De jeunes Dieux à l’apparence de David Bowie, Rihanna, Kanye West, Björk, Daft Punk…

Le scénariste Kieron Gillen renoue avec Jamie McKelvie aux dessins (et Matthew Wilson aux couleurs) après leur première création Phonogram, qui traitait déjà de l’art musical (prochainement disponible chez le même éditeur). Les artistes élaborent un monde à la fois moderne et totalement original. Débutée en juin 2014, la série part d'un pitch improbable : tous les quatre-vingt dix ans, des adolescents deviennent littéralement des Dieux emprunts à diverses religions et mythologies : Lucifer, Exeter, Baal, Sakhmet, Dionysos, Odin, Baphomet…

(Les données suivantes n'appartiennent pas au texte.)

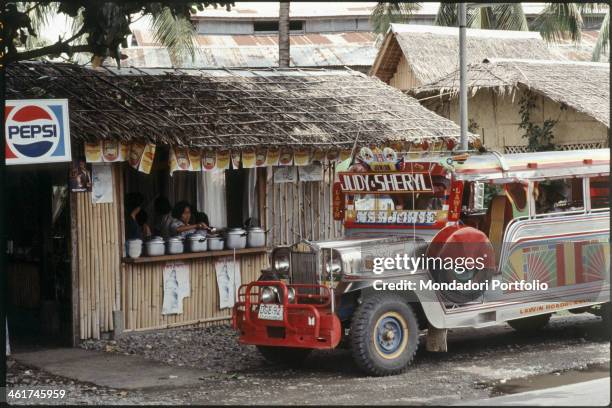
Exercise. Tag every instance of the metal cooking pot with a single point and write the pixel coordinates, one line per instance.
(155, 246)
(174, 245)
(215, 242)
(197, 243)
(256, 237)
(235, 238)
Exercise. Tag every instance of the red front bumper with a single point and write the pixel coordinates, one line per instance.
(307, 322)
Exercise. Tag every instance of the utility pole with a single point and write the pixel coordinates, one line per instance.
(462, 77)
(284, 52)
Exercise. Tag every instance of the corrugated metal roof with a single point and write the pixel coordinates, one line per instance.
(255, 51)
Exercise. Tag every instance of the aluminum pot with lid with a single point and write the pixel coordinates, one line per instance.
(155, 246)
(256, 237)
(174, 245)
(197, 242)
(235, 238)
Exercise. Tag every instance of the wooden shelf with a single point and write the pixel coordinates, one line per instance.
(195, 255)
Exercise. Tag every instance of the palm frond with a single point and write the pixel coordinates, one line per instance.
(174, 32)
(448, 15)
(603, 39)
(509, 17)
(559, 21)
(386, 13)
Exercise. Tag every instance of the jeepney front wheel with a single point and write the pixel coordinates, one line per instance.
(384, 335)
(287, 356)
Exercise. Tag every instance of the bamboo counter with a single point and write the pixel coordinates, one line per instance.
(142, 288)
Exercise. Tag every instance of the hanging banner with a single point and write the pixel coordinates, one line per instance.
(235, 155)
(176, 287)
(102, 183)
(272, 156)
(286, 156)
(227, 270)
(285, 174)
(36, 131)
(301, 157)
(248, 158)
(260, 157)
(223, 159)
(146, 162)
(136, 151)
(209, 160)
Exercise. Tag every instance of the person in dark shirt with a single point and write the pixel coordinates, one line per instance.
(133, 205)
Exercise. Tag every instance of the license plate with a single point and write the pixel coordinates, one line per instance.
(270, 312)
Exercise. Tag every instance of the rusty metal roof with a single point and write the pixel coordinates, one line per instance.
(354, 49)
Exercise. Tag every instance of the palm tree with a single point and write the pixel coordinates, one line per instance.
(556, 21)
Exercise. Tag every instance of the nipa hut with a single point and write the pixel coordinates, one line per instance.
(237, 144)
(574, 94)
(414, 55)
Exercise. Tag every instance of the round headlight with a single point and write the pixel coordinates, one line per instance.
(291, 294)
(268, 294)
(281, 261)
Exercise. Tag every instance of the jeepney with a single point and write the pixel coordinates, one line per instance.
(537, 222)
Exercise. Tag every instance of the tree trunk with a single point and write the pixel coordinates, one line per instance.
(283, 35)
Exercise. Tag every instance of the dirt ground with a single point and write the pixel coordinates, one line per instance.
(478, 362)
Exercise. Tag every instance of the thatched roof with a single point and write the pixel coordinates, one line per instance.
(433, 52)
(584, 86)
(229, 108)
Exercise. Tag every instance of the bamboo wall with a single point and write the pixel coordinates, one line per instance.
(142, 294)
(96, 238)
(300, 209)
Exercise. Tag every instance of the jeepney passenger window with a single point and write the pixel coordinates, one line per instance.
(558, 195)
(600, 192)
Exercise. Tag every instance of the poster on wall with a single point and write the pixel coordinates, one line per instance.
(102, 183)
(176, 287)
(285, 174)
(312, 172)
(36, 131)
(228, 280)
(80, 176)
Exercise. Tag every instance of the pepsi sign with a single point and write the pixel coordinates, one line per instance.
(36, 131)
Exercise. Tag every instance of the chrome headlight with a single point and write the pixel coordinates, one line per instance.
(280, 261)
(268, 294)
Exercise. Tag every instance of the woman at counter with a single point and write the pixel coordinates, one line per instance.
(181, 225)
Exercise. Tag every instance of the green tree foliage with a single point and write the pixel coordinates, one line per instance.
(100, 27)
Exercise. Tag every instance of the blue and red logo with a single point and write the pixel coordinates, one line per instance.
(36, 131)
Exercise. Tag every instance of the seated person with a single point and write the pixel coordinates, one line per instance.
(181, 223)
(133, 206)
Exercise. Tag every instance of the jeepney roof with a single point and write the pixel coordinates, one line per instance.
(537, 165)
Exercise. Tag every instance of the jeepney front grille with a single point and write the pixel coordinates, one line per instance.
(304, 268)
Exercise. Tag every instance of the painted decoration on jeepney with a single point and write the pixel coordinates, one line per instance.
(301, 157)
(248, 158)
(286, 156)
(559, 262)
(272, 156)
(209, 160)
(223, 160)
(386, 183)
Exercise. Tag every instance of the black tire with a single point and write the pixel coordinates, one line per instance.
(370, 318)
(530, 324)
(287, 356)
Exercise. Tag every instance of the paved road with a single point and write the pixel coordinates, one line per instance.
(587, 393)
(478, 364)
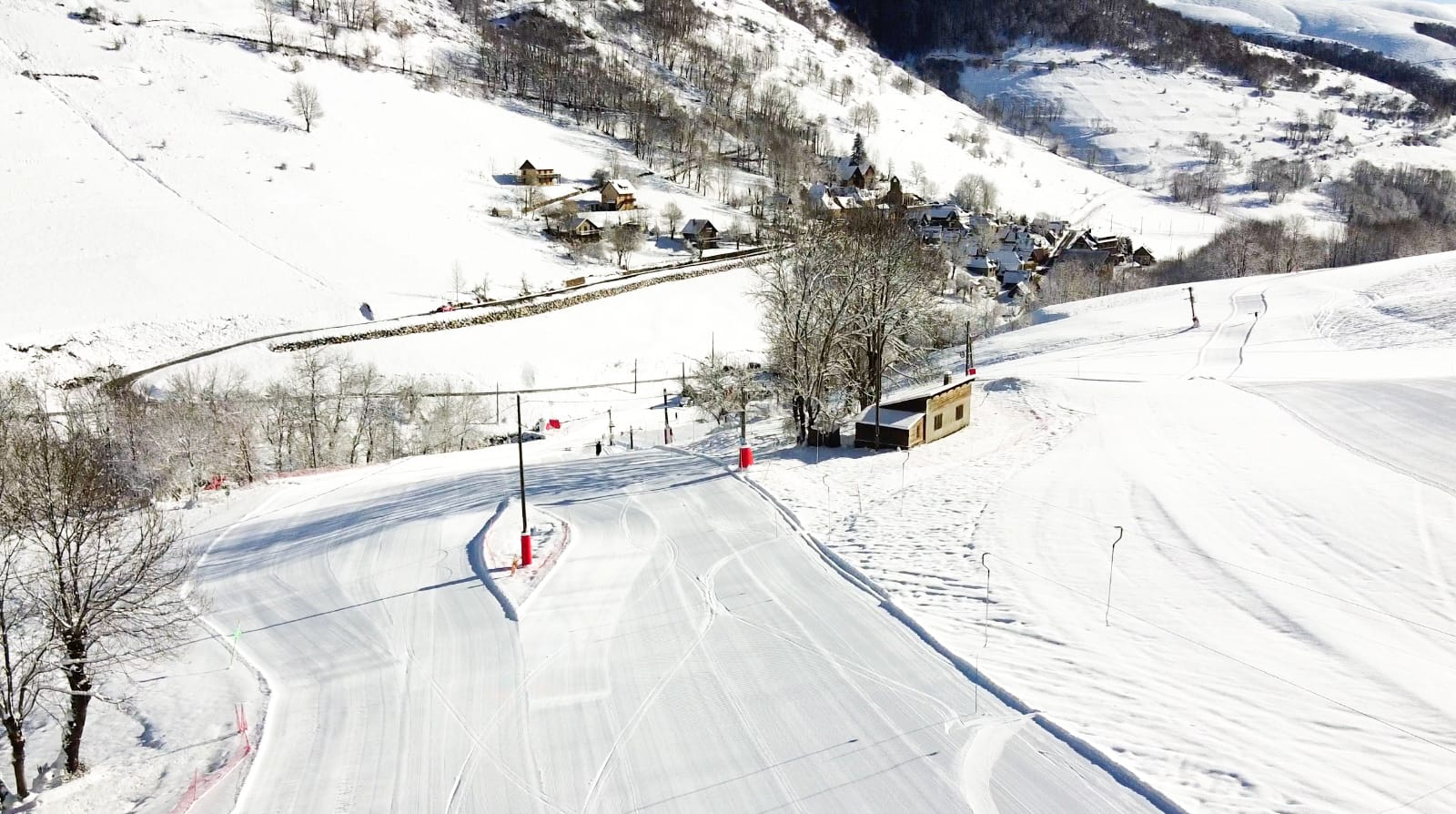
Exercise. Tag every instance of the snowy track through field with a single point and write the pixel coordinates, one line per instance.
(688, 654)
(1278, 628)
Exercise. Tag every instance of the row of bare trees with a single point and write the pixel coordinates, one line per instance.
(91, 571)
(327, 411)
(849, 301)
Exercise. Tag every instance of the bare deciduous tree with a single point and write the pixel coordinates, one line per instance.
(402, 31)
(625, 238)
(673, 214)
(271, 21)
(25, 639)
(305, 99)
(111, 565)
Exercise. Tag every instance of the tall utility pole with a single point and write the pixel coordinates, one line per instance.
(970, 354)
(1111, 559)
(521, 459)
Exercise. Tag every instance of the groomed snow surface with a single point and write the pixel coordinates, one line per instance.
(689, 653)
(1281, 632)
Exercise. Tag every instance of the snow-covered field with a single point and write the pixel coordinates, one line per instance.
(689, 653)
(1376, 25)
(175, 204)
(1143, 124)
(1283, 625)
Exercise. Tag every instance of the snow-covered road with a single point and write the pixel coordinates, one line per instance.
(689, 653)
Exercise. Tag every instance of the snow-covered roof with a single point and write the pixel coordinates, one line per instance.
(601, 220)
(844, 168)
(924, 391)
(895, 418)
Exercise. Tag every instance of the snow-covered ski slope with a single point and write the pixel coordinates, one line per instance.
(1376, 25)
(1281, 632)
(174, 203)
(688, 653)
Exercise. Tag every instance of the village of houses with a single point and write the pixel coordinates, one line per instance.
(987, 254)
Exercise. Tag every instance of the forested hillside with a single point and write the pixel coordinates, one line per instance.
(1149, 34)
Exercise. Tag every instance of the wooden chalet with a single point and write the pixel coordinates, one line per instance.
(917, 417)
(584, 228)
(703, 233)
(531, 175)
(618, 194)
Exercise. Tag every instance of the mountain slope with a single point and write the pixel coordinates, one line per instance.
(1273, 632)
(1366, 24)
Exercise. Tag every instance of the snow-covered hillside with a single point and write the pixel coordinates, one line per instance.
(1280, 621)
(1376, 25)
(1145, 126)
(174, 203)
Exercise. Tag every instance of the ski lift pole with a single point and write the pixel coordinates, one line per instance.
(986, 626)
(1107, 615)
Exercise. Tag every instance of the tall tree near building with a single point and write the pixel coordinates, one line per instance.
(305, 99)
(109, 565)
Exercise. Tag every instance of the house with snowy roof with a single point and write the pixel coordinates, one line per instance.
(618, 194)
(917, 415)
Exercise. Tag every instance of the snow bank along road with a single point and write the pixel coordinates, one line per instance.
(689, 653)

Chacun renvoyant, en plus, au style visuel de nos propres stars musicales. On y retrouve en vrac David Bowie, Rihanna, Kanye West, Björk, l'un des Daft Punk (Kieron Gillen explique en avant-propos que cette série est l'équivalent du second opus du groupe robotique, Discovery, là où sa précédente correspond au premier album Homework), et Prince arrivera bientôt. Ces nouveaux membres du Panthéon sont au nombre de douze, seuls trois voire quatre d'entre eux sont plus ou moins mis en avant dans ce premier volume. C'est peut-être le seul défaut de cette introduction : si l'on s'identifie et s'attache facilement à l'héroïne (Laura), on découvre trop succinctement les autres divinités, à l'exception notable de Luci(fer).

Graphiquement sublime, les traits sont fins et soignés, sans trop de détails, juste une prestation léchée, peut-être trop simpliste mais qui trouve une seconde vie grâce à sa colorisation « pop » (comprendre : de nombreuses couleurs vives et flashy, sans jamais tomber dans le ridicule). Efficace. Joliment acidulé, il y a un vent de fraîcheur et de Carpe Diem qui résonnent dans The Wicked + The Divine (WicDiv). La série évoque aussi le complot et la mort (des passages sont très violents et sanglants). Car Kieron Gillen, une semaine après la mort de son père, a paradoxalement créé ce milieu mystique et lumineux, « glam & queer ». Philosophant gentiment sur « ce qu'on doit accomplir avant de mourir », il planche depuis sur WicDiv. Évoquant la célébrité, on peut y voir une métaphore de notre société du divertissement, avec ces « stars » naissantes et disparaissant aussi rapidement, grâce à Internet ou à des idées de concept et de look. Ce besoin de notoriété, éternel fantasme d'adolescents, est ici bien illustré.

  « L'univers très riche de cette fable (très colorée) de fantasy urbaine est passionnant »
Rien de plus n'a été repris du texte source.